I am bored with newspaper report about zoning, northern, eastern or minority agenda. My challenge is not and will never be where the president comes from but lack of electricity, infrastructural decay, monolithic economy, educational decadence, the beast called corruption etc

Earlier in this administration, we had a manifesto built on 7-point Agenda covering all basic and essential aspects of the Nigerian lives – according to the ruling party. (you could mention the 7 points). But one thing that was lost amidst the propaganda and braggadocio was the absence accountability and a measuring scale what has been done from day one the campaign started. Now, 7-point agenda seems dead or out rightly dead. Imagine if each point were taken as a project with milestones and deadlines! Imagine if Minister of Power had a mandate to deliver 1000Mega Watt as his KPI! Imagine if Minister of Education need to ensure less failure in National exams before he gets his next project approved. Imagine if the Minister of Labour was appraised on the number of jobs created in three (3) months! Imagine what I am imagining!

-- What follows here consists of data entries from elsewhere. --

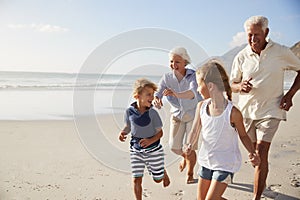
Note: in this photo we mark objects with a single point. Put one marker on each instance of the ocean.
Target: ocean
(41, 95)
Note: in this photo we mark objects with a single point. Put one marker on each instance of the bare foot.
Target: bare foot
(166, 180)
(182, 165)
(190, 179)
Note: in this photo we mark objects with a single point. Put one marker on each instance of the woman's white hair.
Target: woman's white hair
(257, 20)
(182, 52)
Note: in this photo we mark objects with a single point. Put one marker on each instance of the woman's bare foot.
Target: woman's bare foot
(182, 165)
(166, 180)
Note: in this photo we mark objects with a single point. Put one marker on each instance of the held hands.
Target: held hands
(246, 86)
(169, 92)
(187, 148)
(286, 102)
(254, 159)
(157, 102)
(122, 136)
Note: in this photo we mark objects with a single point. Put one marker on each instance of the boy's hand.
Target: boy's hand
(122, 136)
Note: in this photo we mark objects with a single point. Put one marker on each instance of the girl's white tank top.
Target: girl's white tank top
(219, 149)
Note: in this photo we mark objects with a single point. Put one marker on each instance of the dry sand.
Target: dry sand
(47, 160)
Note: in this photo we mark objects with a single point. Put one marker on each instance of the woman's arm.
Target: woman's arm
(195, 131)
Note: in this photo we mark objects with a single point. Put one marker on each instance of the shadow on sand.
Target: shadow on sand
(269, 191)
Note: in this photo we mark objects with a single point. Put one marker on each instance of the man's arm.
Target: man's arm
(287, 100)
(244, 86)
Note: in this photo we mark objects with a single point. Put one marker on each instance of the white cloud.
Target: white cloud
(40, 27)
(238, 39)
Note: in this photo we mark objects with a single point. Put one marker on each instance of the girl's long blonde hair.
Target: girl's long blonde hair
(213, 71)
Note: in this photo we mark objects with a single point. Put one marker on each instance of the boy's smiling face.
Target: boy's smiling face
(146, 97)
(177, 63)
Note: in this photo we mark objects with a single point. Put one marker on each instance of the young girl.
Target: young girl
(145, 126)
(220, 124)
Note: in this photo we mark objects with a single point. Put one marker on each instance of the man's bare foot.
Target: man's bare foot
(182, 165)
(166, 180)
(190, 179)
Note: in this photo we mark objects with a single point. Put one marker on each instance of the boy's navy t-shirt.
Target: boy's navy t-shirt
(143, 125)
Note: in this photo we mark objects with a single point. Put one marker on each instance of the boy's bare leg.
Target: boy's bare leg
(182, 163)
(191, 162)
(137, 188)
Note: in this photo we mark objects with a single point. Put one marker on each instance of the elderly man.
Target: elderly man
(258, 75)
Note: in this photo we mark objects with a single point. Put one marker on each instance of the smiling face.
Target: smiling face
(177, 63)
(145, 97)
(202, 88)
(257, 37)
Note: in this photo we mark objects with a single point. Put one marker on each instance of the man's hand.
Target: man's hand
(286, 102)
(157, 102)
(246, 86)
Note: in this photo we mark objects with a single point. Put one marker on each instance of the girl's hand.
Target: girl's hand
(187, 148)
(157, 102)
(254, 159)
(122, 136)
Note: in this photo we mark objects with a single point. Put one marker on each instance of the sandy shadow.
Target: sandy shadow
(270, 191)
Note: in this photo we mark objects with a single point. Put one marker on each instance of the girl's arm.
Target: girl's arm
(195, 131)
(237, 120)
(188, 94)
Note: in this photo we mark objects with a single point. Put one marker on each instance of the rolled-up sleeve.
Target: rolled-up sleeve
(236, 73)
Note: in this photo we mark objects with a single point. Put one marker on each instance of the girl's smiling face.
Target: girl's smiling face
(202, 88)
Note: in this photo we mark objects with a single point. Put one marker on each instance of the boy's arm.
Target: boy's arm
(123, 134)
(237, 120)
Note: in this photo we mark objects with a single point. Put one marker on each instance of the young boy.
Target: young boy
(145, 126)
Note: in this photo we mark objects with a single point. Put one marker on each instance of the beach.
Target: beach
(51, 159)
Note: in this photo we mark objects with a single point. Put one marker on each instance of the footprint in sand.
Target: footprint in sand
(146, 193)
(179, 193)
(272, 191)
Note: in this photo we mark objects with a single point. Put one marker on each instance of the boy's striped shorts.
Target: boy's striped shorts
(152, 158)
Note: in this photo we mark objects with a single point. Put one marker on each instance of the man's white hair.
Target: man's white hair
(181, 51)
(257, 20)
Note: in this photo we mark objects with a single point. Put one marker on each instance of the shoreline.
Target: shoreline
(47, 159)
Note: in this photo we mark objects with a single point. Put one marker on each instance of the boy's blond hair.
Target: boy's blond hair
(140, 84)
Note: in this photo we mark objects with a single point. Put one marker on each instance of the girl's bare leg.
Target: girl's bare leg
(216, 190)
(203, 186)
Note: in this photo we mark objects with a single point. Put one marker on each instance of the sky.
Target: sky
(60, 35)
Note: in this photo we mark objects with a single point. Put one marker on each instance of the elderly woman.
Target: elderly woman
(180, 88)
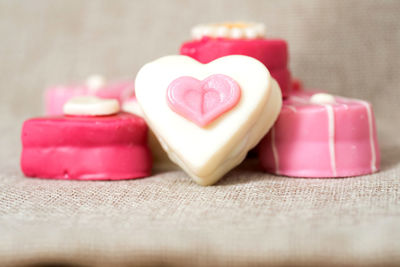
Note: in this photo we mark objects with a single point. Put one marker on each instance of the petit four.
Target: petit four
(161, 160)
(211, 41)
(321, 135)
(92, 141)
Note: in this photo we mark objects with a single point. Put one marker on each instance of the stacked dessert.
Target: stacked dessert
(229, 91)
(316, 134)
(213, 41)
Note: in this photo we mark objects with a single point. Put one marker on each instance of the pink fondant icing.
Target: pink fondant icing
(203, 101)
(86, 148)
(283, 78)
(273, 53)
(321, 140)
(56, 97)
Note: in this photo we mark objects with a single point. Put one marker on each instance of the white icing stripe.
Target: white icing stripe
(370, 128)
(371, 136)
(274, 150)
(331, 136)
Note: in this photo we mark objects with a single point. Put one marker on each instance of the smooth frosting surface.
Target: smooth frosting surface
(207, 153)
(57, 96)
(86, 148)
(273, 53)
(161, 160)
(90, 106)
(203, 101)
(321, 135)
(234, 30)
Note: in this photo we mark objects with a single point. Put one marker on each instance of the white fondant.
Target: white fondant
(331, 136)
(322, 98)
(91, 106)
(206, 154)
(132, 106)
(229, 30)
(95, 82)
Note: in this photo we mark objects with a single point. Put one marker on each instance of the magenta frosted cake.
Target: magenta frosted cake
(320, 135)
(212, 41)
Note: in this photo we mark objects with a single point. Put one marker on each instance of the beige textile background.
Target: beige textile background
(350, 48)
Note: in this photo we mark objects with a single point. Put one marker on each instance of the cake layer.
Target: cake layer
(317, 138)
(273, 53)
(122, 128)
(113, 162)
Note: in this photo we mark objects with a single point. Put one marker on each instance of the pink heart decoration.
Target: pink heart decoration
(203, 101)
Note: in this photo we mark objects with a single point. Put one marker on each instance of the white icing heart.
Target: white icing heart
(91, 106)
(207, 153)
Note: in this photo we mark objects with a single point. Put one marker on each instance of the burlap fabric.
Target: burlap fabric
(350, 48)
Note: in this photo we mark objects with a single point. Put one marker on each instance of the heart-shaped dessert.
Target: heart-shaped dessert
(208, 116)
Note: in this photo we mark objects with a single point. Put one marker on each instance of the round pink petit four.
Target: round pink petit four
(55, 97)
(102, 144)
(320, 135)
(213, 41)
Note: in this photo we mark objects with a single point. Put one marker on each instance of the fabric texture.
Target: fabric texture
(349, 48)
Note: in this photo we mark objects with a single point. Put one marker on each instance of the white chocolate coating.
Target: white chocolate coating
(91, 106)
(235, 30)
(95, 82)
(208, 153)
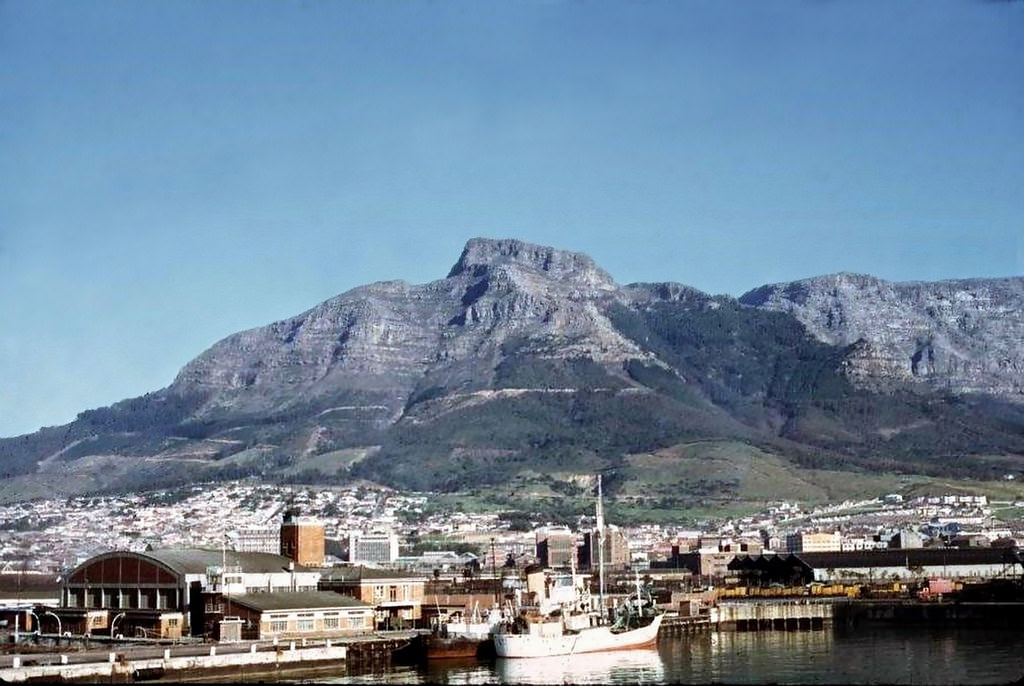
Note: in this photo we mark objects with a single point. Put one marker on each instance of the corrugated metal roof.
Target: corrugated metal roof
(307, 600)
(893, 557)
(350, 573)
(196, 560)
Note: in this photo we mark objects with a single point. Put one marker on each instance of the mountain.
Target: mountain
(528, 359)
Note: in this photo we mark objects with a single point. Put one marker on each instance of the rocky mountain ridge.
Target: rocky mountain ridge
(528, 358)
(964, 336)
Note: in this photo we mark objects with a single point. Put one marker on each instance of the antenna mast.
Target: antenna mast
(600, 544)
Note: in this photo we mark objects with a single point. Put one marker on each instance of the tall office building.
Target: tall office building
(302, 540)
(379, 547)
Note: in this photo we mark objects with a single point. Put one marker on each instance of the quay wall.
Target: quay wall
(997, 614)
(779, 614)
(118, 669)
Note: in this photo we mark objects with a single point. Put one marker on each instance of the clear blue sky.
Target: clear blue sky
(173, 172)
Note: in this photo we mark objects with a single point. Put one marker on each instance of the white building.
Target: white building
(373, 547)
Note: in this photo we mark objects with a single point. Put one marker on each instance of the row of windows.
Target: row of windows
(394, 593)
(128, 599)
(309, 625)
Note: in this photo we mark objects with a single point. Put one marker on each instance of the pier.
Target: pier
(772, 615)
(230, 660)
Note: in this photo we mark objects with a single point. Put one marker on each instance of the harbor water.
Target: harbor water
(883, 654)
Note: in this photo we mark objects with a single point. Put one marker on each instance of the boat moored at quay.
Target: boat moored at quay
(566, 619)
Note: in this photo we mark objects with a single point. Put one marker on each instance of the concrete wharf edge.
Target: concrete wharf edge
(259, 658)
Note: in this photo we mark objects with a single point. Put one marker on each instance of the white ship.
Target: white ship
(546, 638)
(565, 619)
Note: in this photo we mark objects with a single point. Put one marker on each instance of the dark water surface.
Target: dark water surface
(863, 655)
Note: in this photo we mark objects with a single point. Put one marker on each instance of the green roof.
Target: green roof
(304, 600)
(356, 573)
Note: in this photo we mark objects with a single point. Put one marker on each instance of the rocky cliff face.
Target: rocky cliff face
(529, 359)
(962, 336)
(389, 339)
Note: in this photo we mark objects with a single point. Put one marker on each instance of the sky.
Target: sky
(172, 172)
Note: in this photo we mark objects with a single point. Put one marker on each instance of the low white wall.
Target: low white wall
(285, 654)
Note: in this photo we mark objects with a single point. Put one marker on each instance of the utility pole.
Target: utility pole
(494, 570)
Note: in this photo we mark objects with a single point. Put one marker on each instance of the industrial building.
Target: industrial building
(291, 615)
(555, 547)
(397, 596)
(878, 565)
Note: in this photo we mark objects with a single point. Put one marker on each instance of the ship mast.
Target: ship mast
(600, 545)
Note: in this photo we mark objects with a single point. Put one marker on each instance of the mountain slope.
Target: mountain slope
(527, 358)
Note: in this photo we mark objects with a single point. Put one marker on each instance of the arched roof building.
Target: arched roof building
(159, 590)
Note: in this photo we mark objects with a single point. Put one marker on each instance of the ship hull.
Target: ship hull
(458, 647)
(594, 639)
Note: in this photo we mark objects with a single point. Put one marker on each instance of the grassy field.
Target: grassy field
(706, 480)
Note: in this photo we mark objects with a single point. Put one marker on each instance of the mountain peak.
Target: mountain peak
(486, 253)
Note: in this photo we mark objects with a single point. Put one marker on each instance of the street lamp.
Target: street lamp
(114, 624)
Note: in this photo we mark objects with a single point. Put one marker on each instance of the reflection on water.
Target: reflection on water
(876, 655)
(864, 655)
(621, 667)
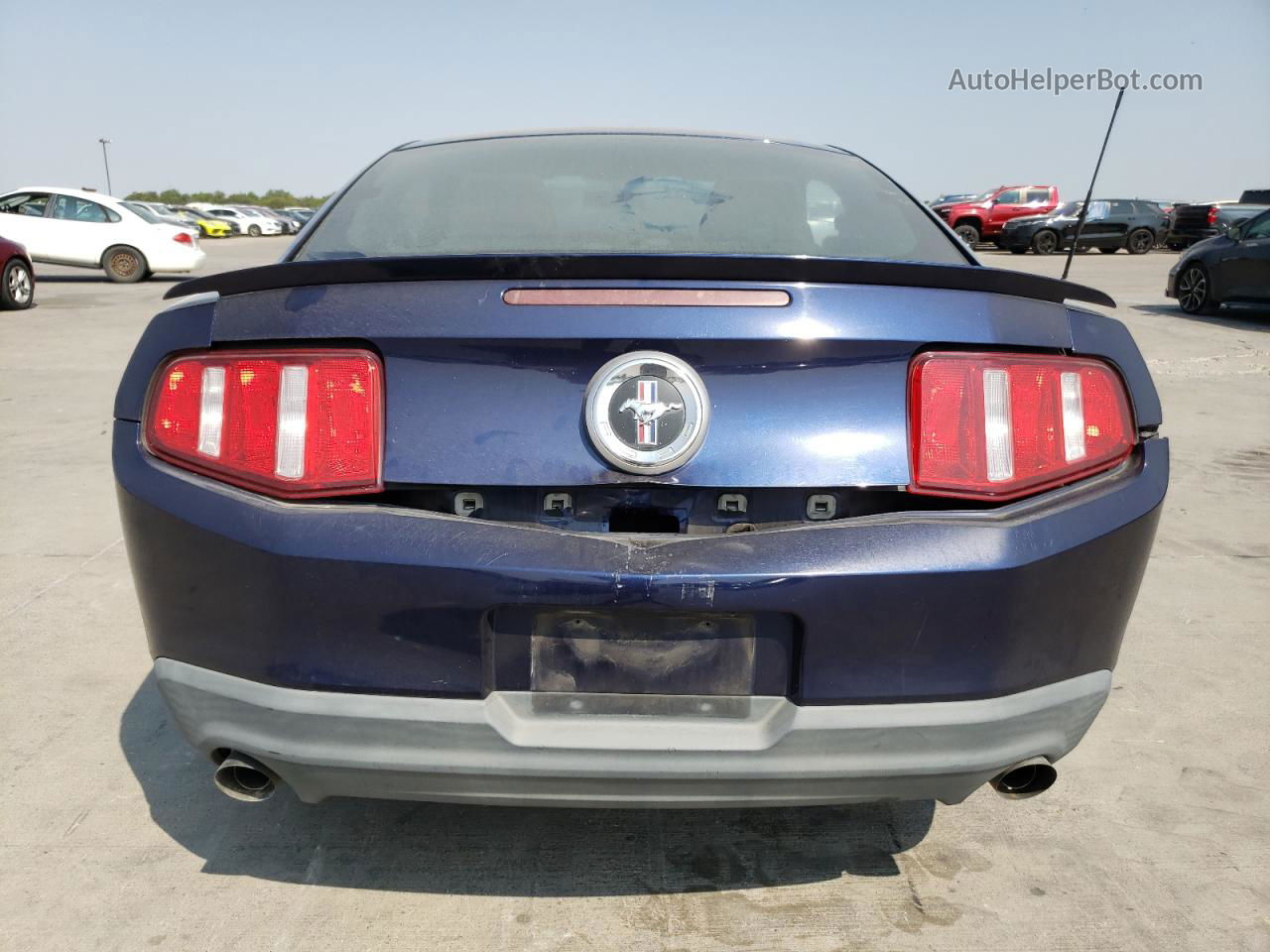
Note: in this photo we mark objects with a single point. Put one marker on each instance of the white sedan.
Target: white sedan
(90, 230)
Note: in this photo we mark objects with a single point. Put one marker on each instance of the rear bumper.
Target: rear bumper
(502, 751)
(376, 599)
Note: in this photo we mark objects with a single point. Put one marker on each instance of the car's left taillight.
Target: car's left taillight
(998, 425)
(285, 422)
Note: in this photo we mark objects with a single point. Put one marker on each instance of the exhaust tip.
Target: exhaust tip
(1025, 779)
(244, 778)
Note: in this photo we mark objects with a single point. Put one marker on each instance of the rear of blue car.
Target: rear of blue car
(563, 470)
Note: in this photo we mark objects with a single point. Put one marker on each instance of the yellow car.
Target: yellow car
(209, 227)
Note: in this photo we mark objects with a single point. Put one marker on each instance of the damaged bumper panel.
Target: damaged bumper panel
(607, 751)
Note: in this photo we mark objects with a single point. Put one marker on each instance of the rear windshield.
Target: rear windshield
(626, 194)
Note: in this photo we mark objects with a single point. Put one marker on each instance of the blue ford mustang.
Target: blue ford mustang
(634, 468)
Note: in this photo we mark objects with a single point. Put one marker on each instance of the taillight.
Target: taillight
(1002, 425)
(285, 422)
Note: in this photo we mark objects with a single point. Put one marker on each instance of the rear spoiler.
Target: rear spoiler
(643, 268)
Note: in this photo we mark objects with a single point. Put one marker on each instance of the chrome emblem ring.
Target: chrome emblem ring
(647, 412)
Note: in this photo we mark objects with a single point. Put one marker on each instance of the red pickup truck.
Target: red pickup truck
(982, 218)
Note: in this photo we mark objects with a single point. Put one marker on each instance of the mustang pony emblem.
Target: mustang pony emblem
(647, 411)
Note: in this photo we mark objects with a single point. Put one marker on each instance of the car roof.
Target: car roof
(651, 132)
(73, 191)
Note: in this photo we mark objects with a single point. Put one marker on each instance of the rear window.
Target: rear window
(626, 194)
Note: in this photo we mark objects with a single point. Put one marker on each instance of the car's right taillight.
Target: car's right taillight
(285, 422)
(987, 425)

It has been recommended that we perhaps should focus on one agenda and see it to a logical conclusion i.e. electricity. If an administration can make uninterrupted electricity available to all Nigerians, we can name all transformers after the president as a memorial. Providing this critical resource will have a multiplier effect on all aspect of the socio-economic milieu. SMEs will thrive and more jobs will be created. In our individual lives, I believe this is one step we can take now and likewise have an overwhelming impact on our entire lives.

Our multifaceted developmental problems may appear to require multi-dimensional strategy to face it headlong. In each sector, we can identify one project that will provide succor on multiple fronts to the citizenry of this great nation.

I wish the government or minister of transport can select the railway sub sector and connect the hinterland with the cities. I.e. connect Lagos to all the major towns in the southwest i.e. Ibadan, Abeokuta, Ijebu-ode,Sagamu with high speed train systems. This will mean you don’t have to live in Lagos to work in Lagos (population distribution). This will result to the over hiked price of rents in Lagos to fall to realistic levels (reduced housing problem). Jobs will be created for train drivers and officers (employment generation). Income will be generated by the train operators. What interest me the most is that our roads will last longer since their will be less traffic on the road (traffic decongestion and cost savings). Heavy duty goods will be moved more through the rails than the roads.

The above illustration is simple and anybody can think about it. The big question is will someone implement it?

We need a leader with the capacity to think and deploy solutions using native intelligence and indigenous personnel. To some extent Lagos has shown us what a strong will can do. We need a thinking President, 36 thinking Governors and 774 thinking Local government Chairmen. (108 Senators, 3XX Reps, XYZ Commissioners, XYZ Councilors) We must embrace the process of beneficiation i.e. Add value to the raw materials before exporting them. We are well endowed we just need to put on our thinking cap, implement and start prospering.

1 comment:

Motivation Today said...

well said, my broda.
unfortunately, our leaders don't read books or blog posts. They read only bank statements!